15 Temmuz 2013 / KONYA / 13.19

4 Temmuz 2013 Perşembe

Zehre ile konuşmak

Kıymetli Âwdil kardeşimle bir anda gelişen zehre konuşmasını sizinle paylaşayım istedim. Ben Urfa Tutkunu'nu seslendirdim, o Zehre'yi. Bakalım neler demişler birbirlerine:



Âwdil: oy zehre
           oy kırılgan düşlerimin müfessiri.
           oy karanlık sokakların müsebbibi
           oy lamekan kalbimin esrarı

Urfa Tutkunu: sen kalbimin esrarıysan, neden benden yansımıyor hiç bir ışık? sırrını kaybetmiş bir ayna gibiyim

Âwdil: ey nergisleri süruruna ram eyleyen ayn, ey visalini gökyüzünden alan gül. düşer mi saçlarımın gölgesine sensizlik kadar aynaya yansıyan suretin?

Urfa Tutkunu: ya benim saçlarımdaki sensizlik geçer mi sen gelince? yeniden yeşerir mi kar taneleri? vuslatın neş'esiyle yeniden hayat bulur mu küskün dehlizleri gönlümün?

Âwdil: Şehrimi ayazıyla değil,baharı ile üşüten mevsim.Gönlümün dilrahından sana seslenişim yağmurlara geçen resmi kayıtıdır bu bilesin.Varlığımı aşka ilikleyen lahuti bir duadır adın.Ey aşk lafzının sırrını kendine musahhar eden mestur ağıt.Dilime dolanan bu bilinmez lahçe senin adındır.

Urfa Tutkunu: Adımı her söyleyişinde ruhumu papatyalar kaplar. Adını her söyleyişimde hüznümü yağmurlar saklar.

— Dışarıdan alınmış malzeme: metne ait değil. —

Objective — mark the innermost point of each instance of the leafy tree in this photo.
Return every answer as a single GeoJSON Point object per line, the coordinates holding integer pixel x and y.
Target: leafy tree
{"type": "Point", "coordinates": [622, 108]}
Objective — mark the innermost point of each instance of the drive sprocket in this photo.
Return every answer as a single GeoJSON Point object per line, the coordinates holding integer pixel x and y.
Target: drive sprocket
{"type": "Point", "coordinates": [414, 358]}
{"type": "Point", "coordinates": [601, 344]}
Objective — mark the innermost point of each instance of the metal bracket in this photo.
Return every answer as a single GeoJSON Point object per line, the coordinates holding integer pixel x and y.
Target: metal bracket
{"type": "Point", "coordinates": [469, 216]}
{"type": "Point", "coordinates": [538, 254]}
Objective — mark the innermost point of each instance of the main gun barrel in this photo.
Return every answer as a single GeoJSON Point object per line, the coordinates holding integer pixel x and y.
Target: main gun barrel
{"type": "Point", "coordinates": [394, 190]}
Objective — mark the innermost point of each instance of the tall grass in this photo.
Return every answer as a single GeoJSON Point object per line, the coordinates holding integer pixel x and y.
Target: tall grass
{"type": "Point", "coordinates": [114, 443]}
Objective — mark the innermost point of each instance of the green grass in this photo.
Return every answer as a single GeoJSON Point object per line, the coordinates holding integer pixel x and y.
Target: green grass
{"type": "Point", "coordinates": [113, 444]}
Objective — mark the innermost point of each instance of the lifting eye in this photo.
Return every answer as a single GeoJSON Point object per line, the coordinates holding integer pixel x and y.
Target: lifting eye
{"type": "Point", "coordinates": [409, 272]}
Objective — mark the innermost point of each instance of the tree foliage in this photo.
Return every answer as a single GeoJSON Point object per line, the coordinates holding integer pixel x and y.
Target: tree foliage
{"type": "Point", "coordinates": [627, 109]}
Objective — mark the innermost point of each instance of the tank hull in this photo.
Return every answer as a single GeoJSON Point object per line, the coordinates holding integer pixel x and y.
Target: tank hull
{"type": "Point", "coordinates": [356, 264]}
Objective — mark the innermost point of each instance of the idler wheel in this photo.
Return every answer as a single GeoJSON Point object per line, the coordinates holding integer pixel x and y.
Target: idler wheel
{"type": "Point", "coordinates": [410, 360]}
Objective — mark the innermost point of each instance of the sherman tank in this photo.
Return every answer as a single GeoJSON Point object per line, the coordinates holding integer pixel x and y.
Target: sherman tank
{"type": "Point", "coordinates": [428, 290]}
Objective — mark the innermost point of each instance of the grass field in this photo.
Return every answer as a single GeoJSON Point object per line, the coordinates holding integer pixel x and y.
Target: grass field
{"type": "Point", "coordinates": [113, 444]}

Bin yıllık bir mahzene hapsolmuş kalbim, anahtarı kayıp... O mahzeni ancak senin fısıltın açar bilesin.

04 Temmuz 2013 / KONYA / 15.11

3 Temmuz 2013 Çarşamba

Sene-i Devriye

Bugün Kıymetlim'in vefat yıl dönümü. Koskoca altı yıl bitip yedinci yılına girdi bugün. Yaklaşık üç dakika sonra (16,40'ta) girecek yani.

O'nun için geçen yıl yazdığım yazının tarihini atarken 2012 yerine vefat yılı olan 2007'yi yazmışım. Bunu ancak bir yıl sonra fark ettim. Takvimim Kıymetlim'in vefatında takılıp kalmış meğerse. Koskoca altı yıl, büyükbabam yanımda olmadan koskoca altı yıl geçti. Canım büyükbabam. Nur içinde yat. Ne farklı ne iyi insandın sen. Kabrin Cennet bahçelerinden bir bahçe olsun. Seni çok özledim.